Three Square first purchased the property in 2019, but it took the organization nearly nine months to secure the funding to fully renovate the building. Multiple anonymous donors contributed to the project, and the organization was also able to secure federal funding both because it’s a space used for storage of federal commodities and because the property sits in a redevelopment district.

“This facility has been many years in the making and – given the health and financial challenges Southern Nevadans are facing in the wake of COVID-19 – its completion couldn’t have come at a more perfect time,” Brian Burton, the president and CEO of Three Square, said in a press release on Thursday. “The East Campus allows Three Square to help even more of our neighbors in need, especially seniors, whose struggles with hunger and isolation have only been exacerbated during these unprecedented times.”

While the project began in 2019 and social distancing rules have changed Three Square’s operations — including limiting the number of volunteers at its north and south campuses and restricting the amount of meals that can be prepped at its community kitchen — Tyson says the space itself did not need to be altered to fit new guidelines.
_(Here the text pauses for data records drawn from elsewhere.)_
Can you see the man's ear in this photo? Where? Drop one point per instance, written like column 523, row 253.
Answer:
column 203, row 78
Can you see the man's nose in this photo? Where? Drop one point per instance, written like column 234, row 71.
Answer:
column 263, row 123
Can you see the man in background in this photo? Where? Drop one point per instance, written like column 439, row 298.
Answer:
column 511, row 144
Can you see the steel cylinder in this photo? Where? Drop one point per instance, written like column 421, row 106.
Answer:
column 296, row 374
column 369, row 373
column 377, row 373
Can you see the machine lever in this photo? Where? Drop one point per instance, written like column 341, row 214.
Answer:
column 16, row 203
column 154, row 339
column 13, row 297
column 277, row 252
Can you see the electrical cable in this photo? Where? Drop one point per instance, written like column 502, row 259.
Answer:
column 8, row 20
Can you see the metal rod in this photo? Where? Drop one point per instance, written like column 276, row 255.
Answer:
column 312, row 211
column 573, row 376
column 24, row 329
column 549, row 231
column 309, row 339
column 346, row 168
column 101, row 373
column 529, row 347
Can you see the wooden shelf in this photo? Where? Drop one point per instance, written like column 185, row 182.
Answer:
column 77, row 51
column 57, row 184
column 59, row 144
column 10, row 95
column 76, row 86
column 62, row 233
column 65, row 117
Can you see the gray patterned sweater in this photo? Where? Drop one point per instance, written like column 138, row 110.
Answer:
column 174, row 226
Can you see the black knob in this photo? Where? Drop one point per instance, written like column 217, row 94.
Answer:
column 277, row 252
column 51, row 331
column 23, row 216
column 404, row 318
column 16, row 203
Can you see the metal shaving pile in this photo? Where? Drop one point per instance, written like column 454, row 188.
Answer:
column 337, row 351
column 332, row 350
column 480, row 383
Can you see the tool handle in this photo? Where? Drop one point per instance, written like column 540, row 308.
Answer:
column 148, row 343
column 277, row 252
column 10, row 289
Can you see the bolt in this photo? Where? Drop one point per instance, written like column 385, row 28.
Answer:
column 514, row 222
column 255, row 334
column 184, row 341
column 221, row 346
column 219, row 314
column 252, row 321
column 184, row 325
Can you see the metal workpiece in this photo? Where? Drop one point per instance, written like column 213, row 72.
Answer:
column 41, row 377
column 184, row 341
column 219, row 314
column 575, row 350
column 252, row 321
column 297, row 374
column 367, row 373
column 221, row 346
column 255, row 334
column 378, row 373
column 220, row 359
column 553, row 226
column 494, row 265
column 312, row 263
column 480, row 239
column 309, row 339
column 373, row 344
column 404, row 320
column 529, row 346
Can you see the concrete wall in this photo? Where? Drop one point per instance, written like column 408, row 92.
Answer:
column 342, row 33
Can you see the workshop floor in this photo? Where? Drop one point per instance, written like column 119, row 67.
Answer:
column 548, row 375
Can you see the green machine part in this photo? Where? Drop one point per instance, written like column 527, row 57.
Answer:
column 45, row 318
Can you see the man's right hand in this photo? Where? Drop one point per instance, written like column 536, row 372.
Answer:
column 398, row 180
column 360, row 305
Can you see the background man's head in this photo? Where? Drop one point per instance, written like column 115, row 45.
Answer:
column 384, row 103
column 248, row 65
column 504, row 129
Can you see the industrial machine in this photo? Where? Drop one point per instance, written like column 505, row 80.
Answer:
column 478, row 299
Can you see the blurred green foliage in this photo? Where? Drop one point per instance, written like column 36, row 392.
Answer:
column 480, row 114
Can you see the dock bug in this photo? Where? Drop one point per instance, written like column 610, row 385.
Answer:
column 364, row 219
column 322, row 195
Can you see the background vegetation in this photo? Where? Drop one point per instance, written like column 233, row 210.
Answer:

Instead, what had already been designed helped to address the problems the organization has been facing since March.

Jodi Tyson speaks with a reporter at the new Three Square warehouse and office location in North Las Vegas on Wednesday, Sept. 9, 2020. (Daniel Clark/The Nevada Independent)

“It was so beautifully thought, well-thought and well-crafted before the epidemic began that those places where we already felt squeezed, and then felt even more squeezed in those first couple months of the pandemic, now we can breathe this huge sigh of relief,” Tyson said.

And relief is what food bank officials said they hope to provide to every Southern Nevadan in need. Three Square continues to open up new meal sites throughout the region, including one that opened Thursday at the Fiesta Henderson casino along with the east campus, and encourages individuals to reach out directly to see what they can do for themselves and others.

“We encourage people on Hunger Action Day… to check out our website on ways that the community can actually take part in fighting hunger in our community … even calling our free phone center, if somebody's looking for help and not really sure where to start,” Tyson said. “A great way to celebrate Hunger Action Month is to allow us to serve you during a time that is in need.”